- Church: Roman Catholic
- Archdiocese: Tokyo
- Installed: 21 February 1970
- Term ended: 17 February 2000
- Predecessor: Peter Doi
- Successor: Peter Takeo Okada
- Other post: Cardinal-Priest of Santa Emerenziana a Tor Fiorenza
- Previous posts: Auxiliary Bishop of Tōkyō (1966–1969) Coadjutor Archbishop of Tōkyō (1969–1970)

Orders
- Ordination: 21 December 1954
- Consecration: 8 May 1966
- Created cardinal: 26 November 1994 by John Paul II
- Rank: Cardinal

Personal details
- Born: 白柳 誠一 Shirayanagi Seiichi 17 June 1928 Hachiōji, Tokyo Japan
- Died: 30 December 2009 (aged 81) Tokyo, Japan

= Peter Shirayanagi =

Japanese Roman Catholic prelate (1928–2009)

Peter Seiichi Shirayanagi (白柳 誠一 Shirayanagi Seiichi; 17 June 1928 – 30 December 2009) was a Japanese Catholic prelate who served as Archbishop of Tokyo from 1970 to 2000. He was made a cardinal in 1994, and also served as head of the Catholic Bishops' Conference of Japan from 1983 to 1992.

== Life ==
Peter Seiichi Shirayanagi was born in Hachiōji, Tokyo, Japan, 17 June 1928. Shirayanagi studied at Sophia University, earning a degree in philosophy in 1951 and a specialization in theology in 1954. Ordained a priest on 21 December 1954 at Kanda Catholic Cathedral. From 1954 to 1957 he served in pastoral ministry in the archdiocese of Tōkyō. He then went to study at the Pontifical Urban University in Rome, earning a doctorate in Canon law in 1960.

Consecrated titular Bishop of Atenia and Auxiliary of Tokyo in 1966, he was named titular Archbishop of Castro and Coadjutor Archbishop of the Tokyo Archdiocese in 1969, and succeeded to the post of Archbishop of Tokyo in 1970. He attended the Second Ordinary Assembly of the Synod of Bishops in Vatican City, from 30 September to 6 November 1971.
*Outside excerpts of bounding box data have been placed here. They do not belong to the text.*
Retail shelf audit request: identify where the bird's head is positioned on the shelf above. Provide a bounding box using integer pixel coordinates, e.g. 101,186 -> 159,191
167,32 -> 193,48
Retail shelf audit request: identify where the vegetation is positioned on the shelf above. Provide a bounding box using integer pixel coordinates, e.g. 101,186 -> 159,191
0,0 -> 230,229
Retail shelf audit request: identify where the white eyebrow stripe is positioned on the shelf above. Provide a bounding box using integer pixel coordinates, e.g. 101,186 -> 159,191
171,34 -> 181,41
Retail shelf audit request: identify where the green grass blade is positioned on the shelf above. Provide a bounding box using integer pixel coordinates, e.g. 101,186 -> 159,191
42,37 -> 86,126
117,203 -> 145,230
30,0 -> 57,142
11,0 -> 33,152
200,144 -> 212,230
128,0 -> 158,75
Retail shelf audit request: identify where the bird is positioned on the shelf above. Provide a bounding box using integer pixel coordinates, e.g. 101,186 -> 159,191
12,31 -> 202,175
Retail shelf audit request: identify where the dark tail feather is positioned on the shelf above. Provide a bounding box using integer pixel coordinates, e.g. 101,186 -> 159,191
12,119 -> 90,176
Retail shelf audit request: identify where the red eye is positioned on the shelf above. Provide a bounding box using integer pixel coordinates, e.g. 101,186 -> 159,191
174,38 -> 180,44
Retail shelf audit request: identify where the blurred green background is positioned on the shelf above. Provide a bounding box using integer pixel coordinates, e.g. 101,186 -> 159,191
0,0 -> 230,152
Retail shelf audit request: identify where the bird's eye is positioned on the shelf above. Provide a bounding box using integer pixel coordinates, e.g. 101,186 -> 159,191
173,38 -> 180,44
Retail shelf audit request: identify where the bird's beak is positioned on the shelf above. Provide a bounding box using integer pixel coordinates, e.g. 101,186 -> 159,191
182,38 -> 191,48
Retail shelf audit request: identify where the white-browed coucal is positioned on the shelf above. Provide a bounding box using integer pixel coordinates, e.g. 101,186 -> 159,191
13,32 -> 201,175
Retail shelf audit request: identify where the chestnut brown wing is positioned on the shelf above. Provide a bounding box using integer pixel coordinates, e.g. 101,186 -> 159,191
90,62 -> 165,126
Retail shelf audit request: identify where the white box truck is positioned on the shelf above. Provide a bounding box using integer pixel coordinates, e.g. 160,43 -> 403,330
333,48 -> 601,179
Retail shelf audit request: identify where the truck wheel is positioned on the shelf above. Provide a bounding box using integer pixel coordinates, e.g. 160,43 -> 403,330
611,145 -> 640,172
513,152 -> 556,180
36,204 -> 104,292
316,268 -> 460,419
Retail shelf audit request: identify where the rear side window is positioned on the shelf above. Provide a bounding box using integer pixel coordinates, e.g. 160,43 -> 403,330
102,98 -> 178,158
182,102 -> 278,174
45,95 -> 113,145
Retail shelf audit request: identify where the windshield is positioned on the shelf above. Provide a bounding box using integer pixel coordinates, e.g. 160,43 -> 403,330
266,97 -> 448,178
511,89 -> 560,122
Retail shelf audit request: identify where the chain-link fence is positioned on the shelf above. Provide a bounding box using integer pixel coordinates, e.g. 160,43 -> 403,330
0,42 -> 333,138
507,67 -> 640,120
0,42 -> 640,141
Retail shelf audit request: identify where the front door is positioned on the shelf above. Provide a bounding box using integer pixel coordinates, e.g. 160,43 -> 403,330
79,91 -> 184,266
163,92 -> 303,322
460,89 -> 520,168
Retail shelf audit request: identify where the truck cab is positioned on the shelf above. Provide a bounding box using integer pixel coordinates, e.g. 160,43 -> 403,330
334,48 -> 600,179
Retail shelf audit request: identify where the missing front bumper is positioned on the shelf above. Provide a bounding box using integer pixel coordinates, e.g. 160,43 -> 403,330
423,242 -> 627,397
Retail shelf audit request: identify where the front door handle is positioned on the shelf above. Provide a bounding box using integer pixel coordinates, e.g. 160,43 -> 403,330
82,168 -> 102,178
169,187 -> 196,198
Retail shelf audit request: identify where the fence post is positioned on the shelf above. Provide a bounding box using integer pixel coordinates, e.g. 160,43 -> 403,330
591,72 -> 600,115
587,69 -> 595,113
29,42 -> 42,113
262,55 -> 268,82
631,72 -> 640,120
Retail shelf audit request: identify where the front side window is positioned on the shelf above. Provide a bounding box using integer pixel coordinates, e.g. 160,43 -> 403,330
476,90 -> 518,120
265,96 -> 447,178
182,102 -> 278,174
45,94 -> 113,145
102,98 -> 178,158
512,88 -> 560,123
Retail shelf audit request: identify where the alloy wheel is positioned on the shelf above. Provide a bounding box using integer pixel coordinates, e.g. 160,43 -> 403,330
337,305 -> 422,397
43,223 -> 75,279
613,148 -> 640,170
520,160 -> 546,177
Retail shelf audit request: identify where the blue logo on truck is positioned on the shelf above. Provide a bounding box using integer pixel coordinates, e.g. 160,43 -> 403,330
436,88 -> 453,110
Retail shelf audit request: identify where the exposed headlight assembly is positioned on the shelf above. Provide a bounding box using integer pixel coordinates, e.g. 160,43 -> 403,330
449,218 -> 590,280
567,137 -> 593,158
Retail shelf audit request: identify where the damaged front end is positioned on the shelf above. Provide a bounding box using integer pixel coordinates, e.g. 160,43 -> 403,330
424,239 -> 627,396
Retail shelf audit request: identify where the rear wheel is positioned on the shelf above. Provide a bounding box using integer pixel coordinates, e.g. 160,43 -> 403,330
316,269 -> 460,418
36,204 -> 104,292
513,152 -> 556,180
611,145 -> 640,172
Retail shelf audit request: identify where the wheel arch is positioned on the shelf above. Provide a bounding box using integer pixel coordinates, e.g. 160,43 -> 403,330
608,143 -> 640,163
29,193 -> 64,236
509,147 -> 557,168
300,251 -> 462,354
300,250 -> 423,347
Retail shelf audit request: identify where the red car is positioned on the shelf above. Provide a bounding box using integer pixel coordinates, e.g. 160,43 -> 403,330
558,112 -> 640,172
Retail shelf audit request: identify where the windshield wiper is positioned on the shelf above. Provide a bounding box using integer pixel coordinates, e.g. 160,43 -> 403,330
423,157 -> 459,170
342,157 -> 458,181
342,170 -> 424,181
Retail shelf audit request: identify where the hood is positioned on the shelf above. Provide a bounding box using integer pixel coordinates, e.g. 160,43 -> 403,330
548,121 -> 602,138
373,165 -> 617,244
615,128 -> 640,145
As archbishop, he was representative director of the Juridical Foundation of Tokyo Caritas House. He continued the Tokyo Archdiocesan Convention, implementing the decrees of the Second Vatican Council. From 1983 to 1992, he presided over the Japanese Catholic Bishops' conference, which opened the Japanese Catholic Center in Tokyo in 1990. Also in 1990 the Archbishop told the Italian periodical 30 Giorni, that "the events of Akita are no longer to be taken seriously." In 1981, Archbishop Shirayanagi organized events connected to the first papal visit to Japan. In 1989 he led a group to visit the Catholic Church in China.

In 1994, Pope John Paul II created him a Cardinal with the title of Cardinal-Priest of Santa Emerenziana a Tor Fiorenza. On 12 June 2000, he retired as archbishop of Tokyo. He was one of the cardinal electors who participated in the 2005 papal conclave that selected Pope Benedict XVI. On 24 November 2008 in Nagasaki, he represented the Pope, presiding over the beatification ceremony of the 188 Martyrs of Japan.

Cardinal Shirayanagi was hospitalized at the beginning of August 2009 for cardiac arrhythmia, then suffered a light cerebral hemorrhage. On 23 December he moved to Loyola House, a Jesuit home for aged priests in Tokyo, where he died on 30 December. The funeral service was held at St. Mary's Cathedral, Tokyo. Pope Benedict XVI recalled Cardinal Shirayanagi's continued commitment "to spreading the Gospel, .... his work promoting justice and peace and his tireless efforts for the refugees."

Shirayanagi was an honorary member of AV Edo-Rhenania zu Tokio, a Catholic student fraternity that is affiliated with Cartellverband.